His lips twitch into something that might be a smile. “Because if I have to stand in this room for another minute pretending to enjoy small talk, I might set this entire place on fire.”
“And dancing is better?”
“With you, it might be.”
My heart stutters at that, and I hate that it does.
He offers a hand, and I stare at it for a second too long before finally placing mine in his.
He doesn’t pull me close, but his fingers close around mine. “Come on,Soreya,” he says, quieter this time.
At the sound of it, Christian’s head snaps up. He watches Kai now, with a sharp, sudden frown.
But I let Kai lead me anyway.
The music in the ballroom has shifted into something slower now. It follows us as Kai brings me to the edge of the room, just far enough from the crowd to feel separate, but close enough to still be seen. Always close enough to be seen.
He places a hand at my waist, light but certain. My palm finds his shoulder, and we start to move.
I study his face: the sharp cheekbones, the lashes darker than they should be. Up close, he looks the way he sounds lately: frayed.
Has he been sleeping?
I’m about to ask him if he’s okay.

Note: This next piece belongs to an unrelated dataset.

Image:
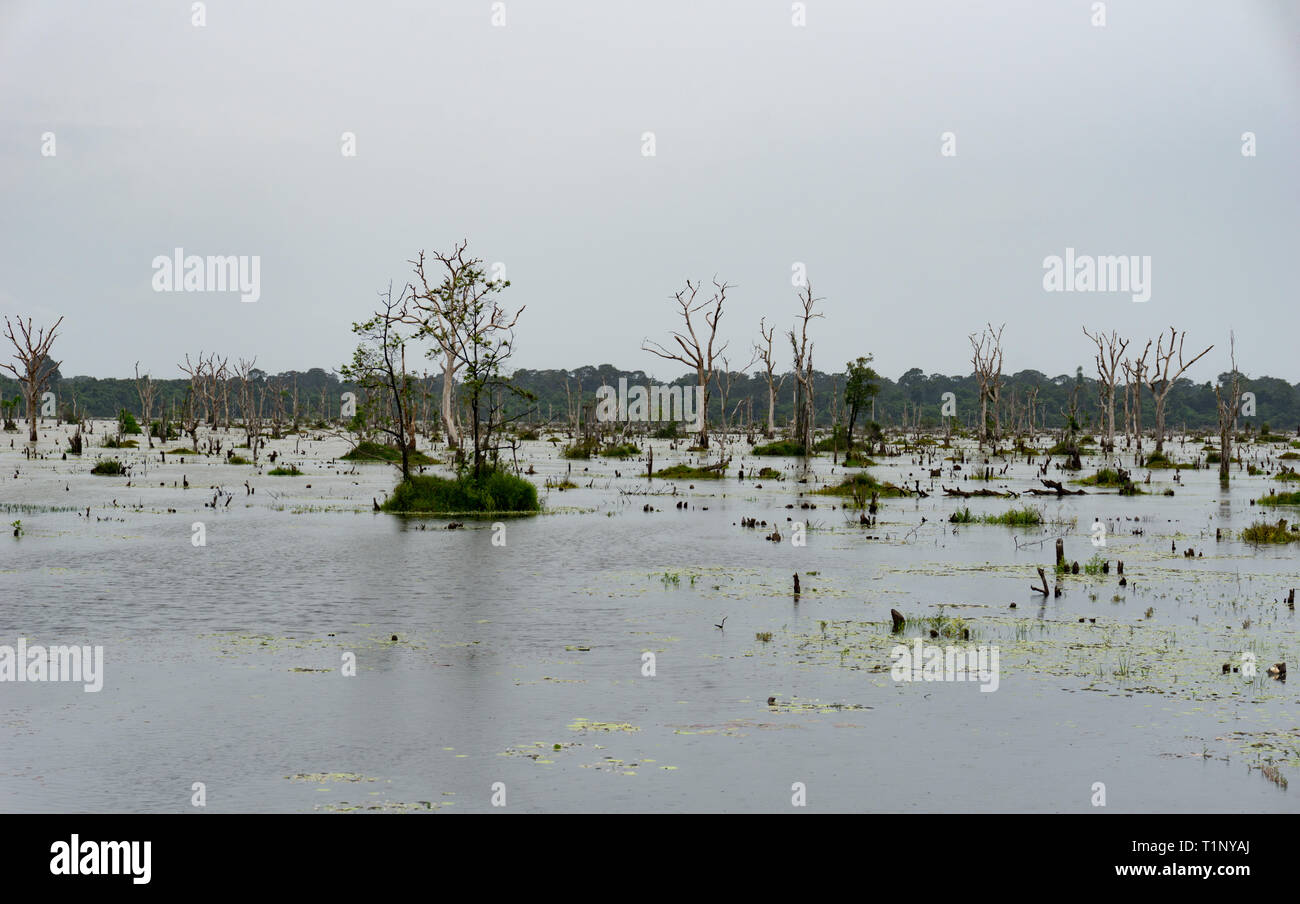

The words are already forming, pressing up against the back of my teeth.
“Don’t you think it’s funny,” he says, his voice quiet and close, just above the music, “how music with no words can still say more than most people ever manage with a thousand?”
I blink, caught off guard. “Yeah,” I murmur. “I guess it kind of forces you to feel it.”
He nods, his gaze fixed somewhere past my shoulder. “Some things are felt, not spoken.”
I let his words hang in the air between us. They’re soft. Simple. And yet… nothing about them is simple at all.
The strings swell in the background, the kind of sound that passes through your chest before you even notice it’s found its way in. And maybe that’s what he means. Maybe that’s what this is.
Feeling without saying.
He still isn’t looking at me.
“Is that why you don’t talk?” I ask before I can stop myself. “Why you avoid telling anyone how you’re actually doing?”
His gaze cuts to mine then, fast.
For a second, I think he’s going to walk away. That he’ll let go of my hand and vanish into the crowd. But he doesn’t.
Instead, he laughs. Quietly. “You really want to talk about feelings?” he asks, almost under his breath.
“I want to know if you’re okay,” I say.
He studies me now, really studies me, like he’s trying to decide what I’m really asking. “I’m not sure that matters,” he says eventually.
“It matters to me.”
That earns another flicker of something behind his eyes. Surprise, maybe.
Or guilt.
Maybe both.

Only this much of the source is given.